Aroldis Chapman is living the dream of hundreds of young Cuban baseball players. The New York Yankees closer is playing the game he loves and making more than a healthy living doing it at the highest level. It came at a cost, though, having to defect from his native Cuba and leave behind friends and family.
Chapman said Monday he is sad and feels bad for the young players who were hoping to pursue that dream through the deal that had been worked out between Major League Baseball and the Cuban Baseball Federation late last year. The Trump administration declared the agreement illegal, with the Treasury Department telling MLB attorneys in a letter Friday that it was reversing an Obama administration decision.

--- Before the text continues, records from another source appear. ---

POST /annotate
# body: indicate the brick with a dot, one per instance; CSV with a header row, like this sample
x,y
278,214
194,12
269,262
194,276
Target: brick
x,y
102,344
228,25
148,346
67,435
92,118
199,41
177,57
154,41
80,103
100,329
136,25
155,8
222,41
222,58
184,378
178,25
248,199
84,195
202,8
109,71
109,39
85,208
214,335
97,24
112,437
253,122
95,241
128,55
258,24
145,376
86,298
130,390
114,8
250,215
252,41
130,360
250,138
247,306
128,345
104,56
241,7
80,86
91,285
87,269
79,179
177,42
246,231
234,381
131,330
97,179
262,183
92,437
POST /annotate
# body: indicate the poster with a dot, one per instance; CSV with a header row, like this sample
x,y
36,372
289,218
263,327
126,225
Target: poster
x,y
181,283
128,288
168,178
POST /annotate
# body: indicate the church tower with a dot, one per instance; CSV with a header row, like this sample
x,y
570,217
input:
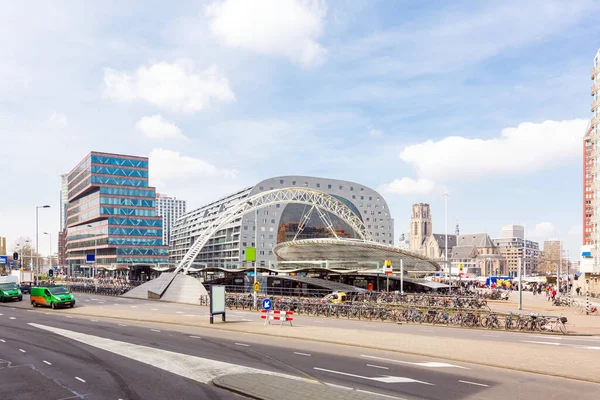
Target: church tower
x,y
420,225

"It is definitely a sensitive topic, so many things behind it. Any time you are talking about baseball and politics, it's a very sensitive subject. But I just feel bad for those young ballplayers, who are probably not going to have the same chance to play here," Chapman said through an interpreter. "It's definitely difficult for a lot of Cuban players playing at this level here in the States. The way we got here was, it was tough, to say the least.
"I don't think it's definite yet. Just got to wait and see what happened."
The agreement, which is similar to the posting system MLB uses with players from Japan and other countries, would allow Cuban players to sign and play in the big leagues without having to defect or give up their Cuban citizenship. The MLB club would pay a 24 percent posting fee to the Cuban Baseball Federation, like it does to the Japanese clubs when signing their players.
The Trump administration said the federation is just an arm of the Cuban government in announcing their decision. Florida Sen. Marco Rubio called the payments "human trafficking."
"We stand by the goal of the agreement, which is to end the human trafficking of baseball players from Cuba," an MLB statement said.
Playing with the Cuban national team in Rotterdam in 2009, Chapman walked out of the team hotel with his passport and into the car of a man who had agreed to help him, as he described it. But that came almost two years after he initially tried to defect and was caught.